More Experiments - Envelope Generators this time...

Don Tillman don at
Thu Nov 23 01:51:24 CET 1995

   Date: Wed, 22 Nov 1995 11:20:40 -0700 (PDT)
   From: gstopp at

   So here's where the brainstorm comes in. I was sitting around thinking 
   about the drawbacks of most designs. All designs use some kind of silicon 
   switch to charge and discharge the envelope cap throughout the various 
   phases of the envelope's cycle. These switches all have some finite 
   impedance which places restrictions on the time constant range - if you 
   want longer maximum times this means a bigger cap and/or higher resistance 
   pots. Pots become harder to get over 1 Meg. This means a bigger cap. This 
   means that your minimum times get longer too. As you get into the tens and 
   twenties of milliseconds your attack/decay/release times start to become 
   noticeably sluggish. Not that this is bad, but it should be adjustable and 
   not a design brickwall. Chip ADSR's use tranconductance amps internally. 
   Discrete designs use discrete NPN and PNP transistors. The EN designs 
   either use diodes or 4016/4066-type analog switches.

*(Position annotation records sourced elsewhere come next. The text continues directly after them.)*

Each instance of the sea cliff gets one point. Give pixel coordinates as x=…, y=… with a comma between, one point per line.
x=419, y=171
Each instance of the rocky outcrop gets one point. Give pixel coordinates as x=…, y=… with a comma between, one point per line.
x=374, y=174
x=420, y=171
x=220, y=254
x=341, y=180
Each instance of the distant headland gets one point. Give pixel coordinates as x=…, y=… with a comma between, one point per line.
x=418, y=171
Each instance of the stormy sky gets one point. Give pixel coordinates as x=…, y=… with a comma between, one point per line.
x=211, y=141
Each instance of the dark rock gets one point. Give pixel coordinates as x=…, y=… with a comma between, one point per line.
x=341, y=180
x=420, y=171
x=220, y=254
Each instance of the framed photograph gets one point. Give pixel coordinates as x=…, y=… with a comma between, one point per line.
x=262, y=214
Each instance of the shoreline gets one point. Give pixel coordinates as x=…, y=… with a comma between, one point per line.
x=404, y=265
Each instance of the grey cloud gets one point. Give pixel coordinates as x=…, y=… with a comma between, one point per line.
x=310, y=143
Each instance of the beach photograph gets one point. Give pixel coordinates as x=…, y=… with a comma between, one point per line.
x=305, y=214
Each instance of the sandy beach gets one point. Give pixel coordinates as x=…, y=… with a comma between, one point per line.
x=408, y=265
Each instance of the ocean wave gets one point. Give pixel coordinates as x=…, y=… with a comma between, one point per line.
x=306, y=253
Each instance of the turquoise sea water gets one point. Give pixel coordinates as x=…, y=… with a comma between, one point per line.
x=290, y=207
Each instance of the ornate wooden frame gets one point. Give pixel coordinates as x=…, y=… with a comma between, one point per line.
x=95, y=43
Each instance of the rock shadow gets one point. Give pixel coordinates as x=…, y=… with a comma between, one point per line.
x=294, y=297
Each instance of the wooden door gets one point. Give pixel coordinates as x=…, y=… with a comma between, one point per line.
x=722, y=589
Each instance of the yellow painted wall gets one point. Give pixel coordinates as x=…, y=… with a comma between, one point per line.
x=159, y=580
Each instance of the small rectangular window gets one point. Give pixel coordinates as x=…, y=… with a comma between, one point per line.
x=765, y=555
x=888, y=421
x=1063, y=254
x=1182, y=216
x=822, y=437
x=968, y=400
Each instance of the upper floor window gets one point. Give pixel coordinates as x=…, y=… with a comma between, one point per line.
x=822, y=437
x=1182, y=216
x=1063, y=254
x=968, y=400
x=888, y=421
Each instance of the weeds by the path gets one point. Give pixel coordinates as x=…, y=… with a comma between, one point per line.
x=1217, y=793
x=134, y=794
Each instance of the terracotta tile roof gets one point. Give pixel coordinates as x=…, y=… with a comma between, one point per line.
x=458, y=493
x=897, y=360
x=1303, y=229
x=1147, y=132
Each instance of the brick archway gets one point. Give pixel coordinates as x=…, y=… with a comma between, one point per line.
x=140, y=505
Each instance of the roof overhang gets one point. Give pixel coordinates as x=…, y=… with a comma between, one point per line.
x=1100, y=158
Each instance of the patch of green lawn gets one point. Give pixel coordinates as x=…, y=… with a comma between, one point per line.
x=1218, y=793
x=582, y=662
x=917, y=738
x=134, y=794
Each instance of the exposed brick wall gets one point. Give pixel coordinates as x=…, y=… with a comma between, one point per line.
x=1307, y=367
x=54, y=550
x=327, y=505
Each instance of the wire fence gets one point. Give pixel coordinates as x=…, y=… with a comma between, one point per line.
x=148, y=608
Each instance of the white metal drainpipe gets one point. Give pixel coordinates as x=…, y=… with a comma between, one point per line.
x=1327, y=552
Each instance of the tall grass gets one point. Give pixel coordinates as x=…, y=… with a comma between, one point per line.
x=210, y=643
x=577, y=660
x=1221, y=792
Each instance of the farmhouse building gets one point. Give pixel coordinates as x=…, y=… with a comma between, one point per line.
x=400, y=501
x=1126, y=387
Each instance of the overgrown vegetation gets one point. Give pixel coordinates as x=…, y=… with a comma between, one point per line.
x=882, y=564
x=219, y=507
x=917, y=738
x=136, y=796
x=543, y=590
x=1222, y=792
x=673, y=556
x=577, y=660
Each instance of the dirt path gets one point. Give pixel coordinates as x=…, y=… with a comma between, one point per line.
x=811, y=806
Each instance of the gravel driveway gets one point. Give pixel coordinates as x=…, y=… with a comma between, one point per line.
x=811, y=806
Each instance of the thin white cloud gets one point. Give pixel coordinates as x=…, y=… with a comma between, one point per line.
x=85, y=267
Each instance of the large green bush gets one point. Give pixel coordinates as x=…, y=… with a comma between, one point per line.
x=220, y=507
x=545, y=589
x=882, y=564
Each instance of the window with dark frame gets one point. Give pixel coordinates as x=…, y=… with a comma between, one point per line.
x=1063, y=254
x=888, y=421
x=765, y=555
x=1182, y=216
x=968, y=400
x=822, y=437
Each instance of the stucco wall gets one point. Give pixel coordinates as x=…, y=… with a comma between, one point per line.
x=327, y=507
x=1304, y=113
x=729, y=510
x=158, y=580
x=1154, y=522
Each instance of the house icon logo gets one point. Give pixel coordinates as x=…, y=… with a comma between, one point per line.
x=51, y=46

   So I was thinking that the best kind of switch would be one with zero 
   on-resistance, which of course is a relay. Now don't get all huffy on me 
   and say that relays are "old technology" or "crummy"; the modern micropower 
   DIP relay has some pretty darn good characteristics, like logic-level 
   switching and the ultimate in signal-passing characteristics (it's like a 
   damn wire!). It wouldn't be appropriate to use one to reset the cap in a 
   VCO, but for slow-speed work (like keyboard keypresses) it is ideal. In 
   fact the Moog 951 Modular Keyboard uses a DIP relay as the sample/hold 
   switch for the keyboard CV.

Jeeze man, why not an automobile starter solenoid?  

Seriously; there's something very wrong here.  Before you reach for
that relay, stop and think for a moment exactly how low a resistance
you really need.  

Those readily-available-dirt-cheap CMOS switches (4016 et al) have a
resistance of, from memory, something like 500 ohms or thereabouts.
As you said above, your maximum readily-available pot reistance value
is 1 Mohm.  That gives you a 2000-to-1 ratio for your slope.  If your
capacitance is about 20uF or so, that give you a range of 10 mSec to
20 Seconds, which is pretty much exactly what you want, right?

If you use regular boring TO-92 bipolar transistors you can get at
least an order of magnitude faster slope.